Having failed to dislodge the government during the trust vote, the Left Front, BSP and some other parties have set into motion a new dynamic aimed at the formation of a Third Front. While this may prove a platform for Mayawati to project herself as a potential Prime Minister, it is a desperate move by the others to salvage their dipping political fortunes.
At a meeting of 10 parties — including BSP, RLD, the Left parties, TDP, JD(S) and INLD — on Wednesday at Mayawati’s residence, it was decided that a national campaign would be launched against the government and “communal forces”. It would be against inflation, the nuclear deal, agrarian distress and misuse of CBI against political opponents.

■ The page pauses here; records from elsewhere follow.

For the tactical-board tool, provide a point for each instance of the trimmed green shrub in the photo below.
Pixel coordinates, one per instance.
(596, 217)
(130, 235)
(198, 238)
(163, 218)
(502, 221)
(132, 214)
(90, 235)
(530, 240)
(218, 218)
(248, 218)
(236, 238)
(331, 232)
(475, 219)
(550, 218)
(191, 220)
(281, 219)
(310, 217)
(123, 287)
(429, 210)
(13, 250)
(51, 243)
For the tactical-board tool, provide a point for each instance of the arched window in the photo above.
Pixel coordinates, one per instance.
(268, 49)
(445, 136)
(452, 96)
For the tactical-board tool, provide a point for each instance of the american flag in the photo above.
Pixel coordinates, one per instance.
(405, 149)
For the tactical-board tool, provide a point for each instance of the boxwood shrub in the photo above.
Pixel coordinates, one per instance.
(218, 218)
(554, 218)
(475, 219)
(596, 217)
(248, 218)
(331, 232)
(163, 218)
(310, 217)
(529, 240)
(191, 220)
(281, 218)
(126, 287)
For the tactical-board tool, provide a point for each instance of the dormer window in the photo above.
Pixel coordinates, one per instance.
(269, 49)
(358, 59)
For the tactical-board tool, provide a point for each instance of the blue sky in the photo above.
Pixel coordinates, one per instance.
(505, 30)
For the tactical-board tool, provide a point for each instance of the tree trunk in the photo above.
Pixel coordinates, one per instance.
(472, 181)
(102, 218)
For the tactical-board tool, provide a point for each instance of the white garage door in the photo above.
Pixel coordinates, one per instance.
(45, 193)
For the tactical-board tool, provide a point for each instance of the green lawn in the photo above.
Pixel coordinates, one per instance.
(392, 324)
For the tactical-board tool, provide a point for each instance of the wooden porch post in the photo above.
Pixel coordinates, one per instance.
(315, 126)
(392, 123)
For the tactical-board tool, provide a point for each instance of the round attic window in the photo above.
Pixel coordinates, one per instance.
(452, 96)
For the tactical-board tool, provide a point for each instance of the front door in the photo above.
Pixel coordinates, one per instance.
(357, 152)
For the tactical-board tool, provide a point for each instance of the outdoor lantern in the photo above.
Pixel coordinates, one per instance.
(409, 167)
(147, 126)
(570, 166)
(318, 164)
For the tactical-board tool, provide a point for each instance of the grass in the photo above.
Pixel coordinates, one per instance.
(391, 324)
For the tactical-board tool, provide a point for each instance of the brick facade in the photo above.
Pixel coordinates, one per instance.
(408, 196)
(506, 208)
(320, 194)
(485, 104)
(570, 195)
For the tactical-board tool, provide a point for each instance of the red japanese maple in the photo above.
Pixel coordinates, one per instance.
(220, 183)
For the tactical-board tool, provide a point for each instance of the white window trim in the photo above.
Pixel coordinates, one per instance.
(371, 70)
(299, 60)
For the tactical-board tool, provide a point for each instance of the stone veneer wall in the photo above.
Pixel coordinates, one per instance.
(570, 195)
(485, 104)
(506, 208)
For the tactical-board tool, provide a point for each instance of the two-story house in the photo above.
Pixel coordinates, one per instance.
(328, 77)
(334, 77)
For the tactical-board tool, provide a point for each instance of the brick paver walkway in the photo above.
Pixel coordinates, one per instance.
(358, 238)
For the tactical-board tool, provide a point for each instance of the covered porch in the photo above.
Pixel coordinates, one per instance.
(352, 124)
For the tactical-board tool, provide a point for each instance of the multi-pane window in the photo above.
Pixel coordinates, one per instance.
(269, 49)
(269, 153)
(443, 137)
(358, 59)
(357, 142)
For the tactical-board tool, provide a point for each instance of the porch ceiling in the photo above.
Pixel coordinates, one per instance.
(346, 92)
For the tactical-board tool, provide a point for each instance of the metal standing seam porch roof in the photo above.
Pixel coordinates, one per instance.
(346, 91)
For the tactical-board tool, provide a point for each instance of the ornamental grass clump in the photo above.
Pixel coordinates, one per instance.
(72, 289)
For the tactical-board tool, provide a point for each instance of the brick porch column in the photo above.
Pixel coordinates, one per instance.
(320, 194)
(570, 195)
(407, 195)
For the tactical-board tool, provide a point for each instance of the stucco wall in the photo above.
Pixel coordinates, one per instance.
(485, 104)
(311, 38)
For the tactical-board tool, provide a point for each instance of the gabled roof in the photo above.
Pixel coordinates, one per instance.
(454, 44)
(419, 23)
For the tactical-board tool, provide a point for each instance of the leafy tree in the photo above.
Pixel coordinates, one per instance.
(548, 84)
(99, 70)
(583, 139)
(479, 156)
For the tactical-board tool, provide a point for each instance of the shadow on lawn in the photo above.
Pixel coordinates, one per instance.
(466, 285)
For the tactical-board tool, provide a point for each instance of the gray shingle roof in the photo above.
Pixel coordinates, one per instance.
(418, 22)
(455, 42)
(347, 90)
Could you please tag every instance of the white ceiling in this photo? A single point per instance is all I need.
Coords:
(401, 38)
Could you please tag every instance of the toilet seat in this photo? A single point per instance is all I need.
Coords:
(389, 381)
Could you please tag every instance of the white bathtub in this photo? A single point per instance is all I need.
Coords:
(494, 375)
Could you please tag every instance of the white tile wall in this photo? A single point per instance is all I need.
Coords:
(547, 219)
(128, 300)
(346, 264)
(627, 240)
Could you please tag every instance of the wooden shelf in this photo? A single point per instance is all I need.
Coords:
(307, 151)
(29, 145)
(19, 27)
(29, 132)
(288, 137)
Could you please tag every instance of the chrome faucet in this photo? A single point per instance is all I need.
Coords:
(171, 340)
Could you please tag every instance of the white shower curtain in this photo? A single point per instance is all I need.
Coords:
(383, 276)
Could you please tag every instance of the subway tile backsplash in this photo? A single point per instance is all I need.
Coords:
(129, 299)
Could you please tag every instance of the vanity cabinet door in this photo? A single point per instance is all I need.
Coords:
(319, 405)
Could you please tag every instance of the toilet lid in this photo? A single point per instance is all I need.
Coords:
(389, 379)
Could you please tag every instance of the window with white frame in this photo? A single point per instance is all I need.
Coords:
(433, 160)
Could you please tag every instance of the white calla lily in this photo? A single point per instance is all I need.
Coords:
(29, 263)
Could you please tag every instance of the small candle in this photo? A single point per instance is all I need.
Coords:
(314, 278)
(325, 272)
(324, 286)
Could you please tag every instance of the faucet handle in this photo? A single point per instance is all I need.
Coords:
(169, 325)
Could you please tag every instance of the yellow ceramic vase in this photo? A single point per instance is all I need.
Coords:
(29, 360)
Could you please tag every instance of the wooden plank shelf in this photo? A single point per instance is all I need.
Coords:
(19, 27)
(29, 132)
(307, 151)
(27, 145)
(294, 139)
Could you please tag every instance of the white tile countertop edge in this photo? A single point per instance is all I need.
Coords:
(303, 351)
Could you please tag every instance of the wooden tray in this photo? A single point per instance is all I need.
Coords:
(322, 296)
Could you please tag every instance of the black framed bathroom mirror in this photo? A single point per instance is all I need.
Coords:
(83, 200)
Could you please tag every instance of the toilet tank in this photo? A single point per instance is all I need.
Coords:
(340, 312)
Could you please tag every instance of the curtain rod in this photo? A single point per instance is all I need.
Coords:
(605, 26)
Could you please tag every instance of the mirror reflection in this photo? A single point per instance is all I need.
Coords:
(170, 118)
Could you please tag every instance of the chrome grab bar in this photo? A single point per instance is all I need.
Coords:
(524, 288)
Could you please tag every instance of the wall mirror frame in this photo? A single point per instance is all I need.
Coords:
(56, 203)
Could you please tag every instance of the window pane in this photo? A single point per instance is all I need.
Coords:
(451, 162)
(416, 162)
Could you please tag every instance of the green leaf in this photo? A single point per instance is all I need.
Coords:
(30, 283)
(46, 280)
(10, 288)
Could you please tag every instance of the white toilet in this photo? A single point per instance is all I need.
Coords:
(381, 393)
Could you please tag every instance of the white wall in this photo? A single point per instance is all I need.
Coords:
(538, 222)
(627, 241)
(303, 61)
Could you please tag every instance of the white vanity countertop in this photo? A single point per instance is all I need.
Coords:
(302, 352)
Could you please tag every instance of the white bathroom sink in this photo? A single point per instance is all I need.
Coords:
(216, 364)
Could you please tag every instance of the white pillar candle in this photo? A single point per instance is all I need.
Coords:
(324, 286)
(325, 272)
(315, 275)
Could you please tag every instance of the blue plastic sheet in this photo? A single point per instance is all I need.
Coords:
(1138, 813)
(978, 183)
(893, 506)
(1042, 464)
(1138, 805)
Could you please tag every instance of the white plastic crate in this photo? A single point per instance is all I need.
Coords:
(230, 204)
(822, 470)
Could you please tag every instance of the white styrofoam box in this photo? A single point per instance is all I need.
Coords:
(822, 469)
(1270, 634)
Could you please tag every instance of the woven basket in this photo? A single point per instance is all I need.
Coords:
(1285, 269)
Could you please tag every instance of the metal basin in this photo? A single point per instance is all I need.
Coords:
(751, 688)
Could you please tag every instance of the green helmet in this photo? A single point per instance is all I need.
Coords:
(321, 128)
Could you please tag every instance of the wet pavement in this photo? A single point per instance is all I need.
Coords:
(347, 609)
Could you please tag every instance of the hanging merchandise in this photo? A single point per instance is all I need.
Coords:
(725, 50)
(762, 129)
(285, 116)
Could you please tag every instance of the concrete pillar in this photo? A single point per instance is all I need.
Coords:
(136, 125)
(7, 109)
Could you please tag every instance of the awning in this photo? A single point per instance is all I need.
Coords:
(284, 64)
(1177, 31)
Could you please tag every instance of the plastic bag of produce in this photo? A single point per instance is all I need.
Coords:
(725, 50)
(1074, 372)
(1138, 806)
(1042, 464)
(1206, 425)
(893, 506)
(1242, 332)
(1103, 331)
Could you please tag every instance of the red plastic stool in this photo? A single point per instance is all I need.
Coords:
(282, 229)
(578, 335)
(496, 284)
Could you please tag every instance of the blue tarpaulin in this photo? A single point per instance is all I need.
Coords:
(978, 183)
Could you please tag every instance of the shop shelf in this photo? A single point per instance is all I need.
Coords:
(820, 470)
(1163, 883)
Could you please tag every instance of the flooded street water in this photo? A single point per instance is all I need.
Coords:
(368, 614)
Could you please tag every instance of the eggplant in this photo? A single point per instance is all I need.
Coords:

If such an alliance shapes up, Mayawati can project herself as the leader of a “pro-poor”, secular platform. While this will help her appeal to Dalits outside UP by claiming national rather than regional status, it will also help her reach out to Muslims in UP as an alternative anti-BJP force to the SP.
For the Left, the arrangement can be a face-saver. They can claim that their agenda of a non-Congress, non-BJP alternative is on track. For the likes of Ajit Singh, HD Deve Gowda, N Chandrababu Naidu and K Chandrashekhar Rao — all on the decline — such a grouping is a good way to fight political irrelevance.
Though a potential alliance between these parties can lead to an impressive tally of seats, the aaya ram gaya ram nature of many of these parties can spoil the calculations.